With the acquisition of GVS Limited, Nukkleus acquires the Australian brands of IronFX, including IronFX Australia and FXGiants. The deal also includes a 9.9 per cent stake in IronFX Global which was purchased from a BVI corporation called IBIH Limited, quantified with the purchase of 2,200 shares.
An initial investment of $1 million was made into Nukkleus. An initial payment of $175,000 was paid on May 27th, 2016. The remaining cash portion of the deal is expected to be transferred on June 7th, 2016.
Initially there are over 190 million shares outstanding of Nukkleus.
While the listed value of the shares of Nukkleus on the OTC Market is currently $1 per share, the real value of the shares is not known, since the company has been dormant and its stock has not been trading.
Nukkleus will include two major global brands
Emil Assentato explained to FortuneZ: “Our step today in acquiring IronFX Australia is just a first step towards our long term strategy of identifying leading brands around the world inside Nukkleus. I wish to emphasize that our method of operations will be for each brand to maintain its own autonomy and separate operating identity.
What we are contemplating is that Nukkleus will operate in parallel several global leading brands. The first step for the company is the acquisition of IronFX Australia.
The companies will share resources, with a multitude of brands, making Nukkleus a multi-branded public firm, that is focused on technology in FX space and the execution of client orders via the brokers.
We are always concerned and cautious and we will make sure to do our diligence right, Nukkleus has always adhered to highest standards of execution and we don’t expect the new operations to be any different.”
Every operating entity and brand entity under the ownership structure under Nukkleus will remain as it is, with more efficient use of resources and regulatory requirements.

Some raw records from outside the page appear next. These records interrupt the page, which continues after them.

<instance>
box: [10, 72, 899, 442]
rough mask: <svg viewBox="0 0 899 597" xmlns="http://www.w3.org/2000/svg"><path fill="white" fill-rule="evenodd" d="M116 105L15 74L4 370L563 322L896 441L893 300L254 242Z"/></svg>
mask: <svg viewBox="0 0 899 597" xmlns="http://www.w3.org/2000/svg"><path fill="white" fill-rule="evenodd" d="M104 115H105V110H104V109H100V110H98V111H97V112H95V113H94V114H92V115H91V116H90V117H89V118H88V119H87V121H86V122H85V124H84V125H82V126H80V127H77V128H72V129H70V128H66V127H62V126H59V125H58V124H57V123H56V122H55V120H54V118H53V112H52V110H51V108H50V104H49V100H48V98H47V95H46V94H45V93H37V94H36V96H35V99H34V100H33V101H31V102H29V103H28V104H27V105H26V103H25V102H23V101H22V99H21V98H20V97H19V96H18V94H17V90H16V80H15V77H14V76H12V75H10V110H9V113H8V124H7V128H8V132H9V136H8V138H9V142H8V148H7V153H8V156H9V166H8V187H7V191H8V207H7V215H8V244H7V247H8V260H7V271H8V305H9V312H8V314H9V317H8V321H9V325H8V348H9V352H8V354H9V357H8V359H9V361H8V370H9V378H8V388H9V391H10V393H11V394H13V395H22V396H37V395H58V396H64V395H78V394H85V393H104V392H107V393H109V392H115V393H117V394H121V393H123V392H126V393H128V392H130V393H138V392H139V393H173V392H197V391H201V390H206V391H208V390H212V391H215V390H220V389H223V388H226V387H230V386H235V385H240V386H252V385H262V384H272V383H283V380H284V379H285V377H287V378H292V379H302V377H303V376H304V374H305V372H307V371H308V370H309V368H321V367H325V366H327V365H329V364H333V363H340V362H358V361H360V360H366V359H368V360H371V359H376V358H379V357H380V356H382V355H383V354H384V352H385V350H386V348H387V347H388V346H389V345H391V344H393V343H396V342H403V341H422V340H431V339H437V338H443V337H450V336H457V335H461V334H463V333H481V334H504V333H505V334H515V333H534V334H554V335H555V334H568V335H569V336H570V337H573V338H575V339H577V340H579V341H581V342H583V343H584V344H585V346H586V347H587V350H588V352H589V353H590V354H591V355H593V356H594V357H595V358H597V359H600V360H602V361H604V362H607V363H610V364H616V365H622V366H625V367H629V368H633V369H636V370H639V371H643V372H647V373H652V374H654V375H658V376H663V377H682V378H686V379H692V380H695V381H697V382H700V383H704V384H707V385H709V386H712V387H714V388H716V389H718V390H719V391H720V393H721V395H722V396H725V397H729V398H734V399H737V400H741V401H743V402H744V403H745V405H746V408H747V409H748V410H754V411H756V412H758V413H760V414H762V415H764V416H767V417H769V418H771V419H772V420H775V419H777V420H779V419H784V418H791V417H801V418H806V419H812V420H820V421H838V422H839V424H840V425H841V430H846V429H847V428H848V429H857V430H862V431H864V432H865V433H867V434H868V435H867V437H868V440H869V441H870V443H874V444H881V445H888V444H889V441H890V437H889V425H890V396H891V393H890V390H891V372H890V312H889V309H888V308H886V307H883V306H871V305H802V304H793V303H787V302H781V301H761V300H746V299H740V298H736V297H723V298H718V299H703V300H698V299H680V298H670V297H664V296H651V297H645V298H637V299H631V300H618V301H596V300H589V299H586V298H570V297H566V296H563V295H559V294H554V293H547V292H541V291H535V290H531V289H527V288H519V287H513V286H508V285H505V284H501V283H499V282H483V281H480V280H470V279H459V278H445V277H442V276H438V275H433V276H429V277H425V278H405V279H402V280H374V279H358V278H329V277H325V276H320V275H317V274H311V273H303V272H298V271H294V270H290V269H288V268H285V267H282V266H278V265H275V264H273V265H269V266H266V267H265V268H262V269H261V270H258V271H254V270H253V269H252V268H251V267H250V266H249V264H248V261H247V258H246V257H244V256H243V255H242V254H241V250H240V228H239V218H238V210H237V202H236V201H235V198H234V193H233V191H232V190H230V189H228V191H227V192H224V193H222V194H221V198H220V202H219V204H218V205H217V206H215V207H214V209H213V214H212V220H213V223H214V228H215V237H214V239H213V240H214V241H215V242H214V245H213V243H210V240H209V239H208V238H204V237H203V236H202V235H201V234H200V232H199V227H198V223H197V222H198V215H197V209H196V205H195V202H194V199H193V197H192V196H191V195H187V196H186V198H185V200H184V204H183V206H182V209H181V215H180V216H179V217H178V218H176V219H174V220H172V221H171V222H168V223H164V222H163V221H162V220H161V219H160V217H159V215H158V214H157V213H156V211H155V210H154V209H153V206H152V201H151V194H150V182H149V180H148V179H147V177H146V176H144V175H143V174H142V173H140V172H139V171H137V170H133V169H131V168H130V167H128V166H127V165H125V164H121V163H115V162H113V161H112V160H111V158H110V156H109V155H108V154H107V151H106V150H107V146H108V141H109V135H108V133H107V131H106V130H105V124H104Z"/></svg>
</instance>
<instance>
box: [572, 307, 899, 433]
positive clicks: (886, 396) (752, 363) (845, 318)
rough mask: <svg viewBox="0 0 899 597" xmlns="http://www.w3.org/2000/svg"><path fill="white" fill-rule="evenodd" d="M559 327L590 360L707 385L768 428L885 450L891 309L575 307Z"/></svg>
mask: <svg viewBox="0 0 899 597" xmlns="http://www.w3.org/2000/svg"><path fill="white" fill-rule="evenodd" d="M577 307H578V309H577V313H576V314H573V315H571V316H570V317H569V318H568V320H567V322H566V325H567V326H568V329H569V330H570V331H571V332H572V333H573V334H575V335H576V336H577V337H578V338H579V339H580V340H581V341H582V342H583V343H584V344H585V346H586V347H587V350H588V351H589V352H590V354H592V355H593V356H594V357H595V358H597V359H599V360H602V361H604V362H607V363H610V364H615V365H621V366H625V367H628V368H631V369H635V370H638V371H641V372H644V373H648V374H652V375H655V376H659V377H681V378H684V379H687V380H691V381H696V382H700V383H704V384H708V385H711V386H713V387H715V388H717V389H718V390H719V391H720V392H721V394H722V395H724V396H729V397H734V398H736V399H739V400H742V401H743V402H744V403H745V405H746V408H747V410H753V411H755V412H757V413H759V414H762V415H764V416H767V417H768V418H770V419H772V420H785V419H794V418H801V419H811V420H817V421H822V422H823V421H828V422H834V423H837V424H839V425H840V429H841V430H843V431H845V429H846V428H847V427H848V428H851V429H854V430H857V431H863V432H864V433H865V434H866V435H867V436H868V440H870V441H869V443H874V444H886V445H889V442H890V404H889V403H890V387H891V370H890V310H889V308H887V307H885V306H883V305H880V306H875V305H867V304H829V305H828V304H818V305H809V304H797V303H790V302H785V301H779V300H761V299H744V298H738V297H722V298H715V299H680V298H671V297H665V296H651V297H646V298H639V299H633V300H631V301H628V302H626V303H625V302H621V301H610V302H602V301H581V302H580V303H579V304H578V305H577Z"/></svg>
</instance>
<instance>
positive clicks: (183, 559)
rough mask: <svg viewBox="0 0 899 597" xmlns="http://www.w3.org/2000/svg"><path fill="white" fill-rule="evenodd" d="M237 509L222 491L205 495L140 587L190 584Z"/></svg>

The acquisition of the Australian entity of IronFX, GVS Holdings is subject to a notification about the change of ownership of the firm which has to be submitted to ASIC.
Second round of the deal
According to a regulatory filing with the U.S. Securities and Exchange Commission, Nukkleus has agreed to acquire the remaining 20,000 outstanding shares of capital stock of IBIH, which owns the remaining business of IronFX for 219,844,000 shares of common stock in an all shares deal.
This part of the agreement is subject to approvals from the U.K. Financial Conduct Authority and the Cyprus Securities and Exchange Commission (CySEC). The announcement details that after the acquisition of the parent company of the IronFX brands, Nukkleus will be required to inject $1,000,000 into the firm for operations.
Prior to the second part of the deal, Nukkleus is required to enter an option agreement with FXDD Malta Limited and FXDD Trading Limited stating that the company may acquire 100 per cent of both companies. It’s expected that in order to complete the transactions Nukkleus is going to issue additional shares. The deal is subject to a regulatory approval.
In the event that the second part of the deal is not completed before November 28th, 2016, the $1,000,000 paid to the parent company of IronFX, IBIH, as part of the first phase of the deal, will be returned to Nukkleus. IBIH will also assign the 24,156,000 shares of common stock of Nukkleus back to the company, while Nukkleus will transfer all equity held by Nukkleus in IronFX Australia back to the parent company of IronFX, effectively reversing the acquisition.
Following the second closing, the board of Nukkleus shall consist of six members which include Emil Assentato, Craig Marshak, who is the investment banker advising the parties on the deal, Markos Kashiouris, Peter Economides, Stathis Christophi and an additional representative who is to be appointed by Currency Mountain Holdings LLC.